A jesteś pewny, że impedancja prostego źródła z jednym tranzystorem bipolarnym wynosi kilkaset kiloomów? W życiu przebadałem mnóstwo różnych układów i często zauważałem, że teoretyczne obliczenia mają się nijak do wyników otrzymanych z przeprowadzonych pomiarów zmontowanych układów, bo czegoś w tych wyliczeniach się nie uwzględniło. Weźmy jako przykład to proste źródło prądowe, w którym napięcie bazy stabilizowane jest czerwoną diodą świecącą LED (załącznik).

W wyniku występowania efektu Early'ego napięcie Ube tranzystora zmienia się wraz ze zmianami napięcia Uce mniej więcej o -0,0001* delta Uce. Prąd bazy ma bardzo małą wartość dzięki dużej "becie" tranzystora BC546B, więc możemy przyjąć, że napięcie bazy nie zależy od napięcia emiter-kolektor, a prąd bazy w prądzie emitera ma bardzo mały udział (można założyć, że prądy emitera i kolektora są sobie równe). W podanym przeze mnie przykładzie (załącznik) zmiana napięcia Uce o 10 V (z 10 do 20 V) powinna wywołać zmianę napięcia na emiterze o 0,001 V, co powinno wywołać zmianę prądu kolektora o 0,0196 mA. Tak mała zmiana prądu oznaczałaby, że oporność źródła prądowego wynosi aż 510 kiloomów. Niestety, w rzeczywistości rezystancja źródła, w zależności od użytego tranzystora, potrafi być niemal dwudziestokrotnie niższa. Na dodatek zmiany termiczne, wywołane zmianami mocy traconej w tranzystorze, sprawiają, że źródło jest mało stabilne i jego prąd potrafi zmieniać się w dość dużych granicach (nawet ponad 10%) przy zmianach napięcia Uce i zmianach temperatury otoczenia.
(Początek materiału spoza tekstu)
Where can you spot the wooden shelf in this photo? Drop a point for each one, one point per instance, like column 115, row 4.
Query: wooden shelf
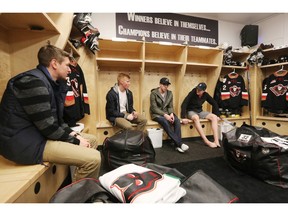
column 157, row 63
column 269, row 118
column 115, row 62
column 27, row 21
column 204, row 55
column 120, row 50
column 165, row 53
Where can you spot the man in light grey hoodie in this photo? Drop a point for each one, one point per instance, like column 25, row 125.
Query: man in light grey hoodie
column 162, row 111
column 119, row 105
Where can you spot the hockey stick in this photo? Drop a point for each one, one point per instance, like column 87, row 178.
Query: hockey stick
column 249, row 96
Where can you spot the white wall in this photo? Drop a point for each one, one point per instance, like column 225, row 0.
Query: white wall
column 273, row 30
column 106, row 23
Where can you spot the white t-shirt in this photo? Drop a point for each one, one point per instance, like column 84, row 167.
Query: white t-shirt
column 122, row 100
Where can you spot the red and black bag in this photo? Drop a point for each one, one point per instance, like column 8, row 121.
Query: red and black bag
column 128, row 146
column 258, row 152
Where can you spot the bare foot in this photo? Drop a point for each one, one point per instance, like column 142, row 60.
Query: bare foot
column 211, row 144
column 218, row 144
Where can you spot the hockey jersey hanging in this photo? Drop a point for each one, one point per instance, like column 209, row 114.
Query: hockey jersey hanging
column 233, row 92
column 275, row 93
column 76, row 101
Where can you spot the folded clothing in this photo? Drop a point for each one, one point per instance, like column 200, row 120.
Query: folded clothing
column 131, row 183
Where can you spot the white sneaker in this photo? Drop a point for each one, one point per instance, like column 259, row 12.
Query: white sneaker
column 184, row 147
column 179, row 150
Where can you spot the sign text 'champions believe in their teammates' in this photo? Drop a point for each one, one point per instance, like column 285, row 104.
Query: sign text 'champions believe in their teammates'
column 167, row 27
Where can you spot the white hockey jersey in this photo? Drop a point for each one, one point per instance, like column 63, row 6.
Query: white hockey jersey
column 131, row 183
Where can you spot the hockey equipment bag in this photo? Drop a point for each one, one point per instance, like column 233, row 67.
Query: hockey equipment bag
column 201, row 188
column 86, row 190
column 258, row 152
column 128, row 146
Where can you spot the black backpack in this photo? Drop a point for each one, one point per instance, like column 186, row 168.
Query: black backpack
column 128, row 146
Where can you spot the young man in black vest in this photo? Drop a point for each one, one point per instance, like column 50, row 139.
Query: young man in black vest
column 32, row 130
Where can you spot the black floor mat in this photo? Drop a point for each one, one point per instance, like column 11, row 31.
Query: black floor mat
column 247, row 188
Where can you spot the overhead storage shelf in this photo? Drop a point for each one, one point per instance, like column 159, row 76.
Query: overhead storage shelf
column 27, row 21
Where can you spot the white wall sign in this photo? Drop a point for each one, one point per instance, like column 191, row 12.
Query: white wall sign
column 167, row 27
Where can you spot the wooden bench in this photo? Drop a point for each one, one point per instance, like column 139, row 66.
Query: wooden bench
column 105, row 129
column 29, row 183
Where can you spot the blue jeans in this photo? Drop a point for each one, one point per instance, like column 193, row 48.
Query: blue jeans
column 172, row 130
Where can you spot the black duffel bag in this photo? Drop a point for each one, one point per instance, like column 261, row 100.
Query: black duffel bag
column 258, row 152
column 128, row 146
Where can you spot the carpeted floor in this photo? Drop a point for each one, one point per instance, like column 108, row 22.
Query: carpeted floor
column 247, row 188
column 197, row 151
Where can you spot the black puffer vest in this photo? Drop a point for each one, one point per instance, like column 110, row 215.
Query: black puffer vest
column 20, row 140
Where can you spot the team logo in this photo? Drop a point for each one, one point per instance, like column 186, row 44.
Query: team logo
column 235, row 90
column 278, row 90
column 132, row 185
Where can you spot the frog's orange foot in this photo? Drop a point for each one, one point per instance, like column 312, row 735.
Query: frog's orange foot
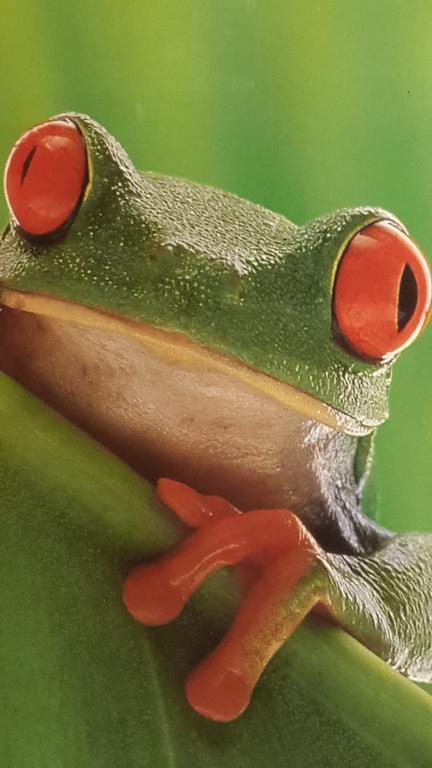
column 283, row 592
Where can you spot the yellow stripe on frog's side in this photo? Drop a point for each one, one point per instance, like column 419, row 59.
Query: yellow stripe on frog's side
column 177, row 349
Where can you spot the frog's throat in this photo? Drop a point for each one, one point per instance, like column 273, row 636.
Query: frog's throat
column 177, row 349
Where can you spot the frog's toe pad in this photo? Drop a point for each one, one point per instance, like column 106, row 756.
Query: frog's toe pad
column 284, row 556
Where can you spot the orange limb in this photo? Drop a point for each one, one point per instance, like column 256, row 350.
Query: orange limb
column 276, row 541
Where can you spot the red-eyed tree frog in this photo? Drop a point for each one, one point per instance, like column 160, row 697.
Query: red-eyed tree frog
column 244, row 360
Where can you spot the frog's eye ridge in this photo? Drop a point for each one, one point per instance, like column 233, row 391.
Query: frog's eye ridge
column 382, row 292
column 46, row 177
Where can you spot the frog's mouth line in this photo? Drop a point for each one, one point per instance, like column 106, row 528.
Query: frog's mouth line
column 168, row 406
column 178, row 349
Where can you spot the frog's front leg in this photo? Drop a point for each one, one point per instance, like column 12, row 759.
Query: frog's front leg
column 368, row 596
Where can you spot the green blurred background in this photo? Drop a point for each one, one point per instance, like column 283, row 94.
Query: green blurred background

Dodanie drugiego tranzystora radykalnie zmienia sytuację. Po takim usprawnieniu, wady, które opisałem, znikają, a rezystancja źródła rośnie do wartości megaomów, a może nawet dziesiątek megaomów.
Budując źródła prądowe na wyższe napięcia (setki woltów) napotykamy na jeszcze większe problemy, albowiem współczynniki wzmocnienia tranzystorów wysokonapięciowych są dużo niższe (beta niektórych tranzystorów potrafi wynosić tylko 10), więc udział prądu bazy w prądzie emitera znacznie wzrasta. Ponadto wzmocnienie prądowe tranzystorów w dużym stopniu zależy od temperatury ich struktury, więc w takich przypadkach użycie kaskody na dwóch tranzystorach jest jeszcze bardziej uzasadnione. Ja, by poprawić parametry takiego źródła prądowego, użyłem czterech tranzystorów i precyzyjnego źródła napięcia odniesienia. Dysponując sporym zapasem napięcia podniosłem spadek na rezystorze w emiterze do 5 V, uzyskując rezystancję źródła na poziomie gigaomów, tłumienie wpływu napięcia zasilania na prąd źródła sięgające prawie 100 dB i stabilność temperaturową prądu w okolicach 20 ppm/'C.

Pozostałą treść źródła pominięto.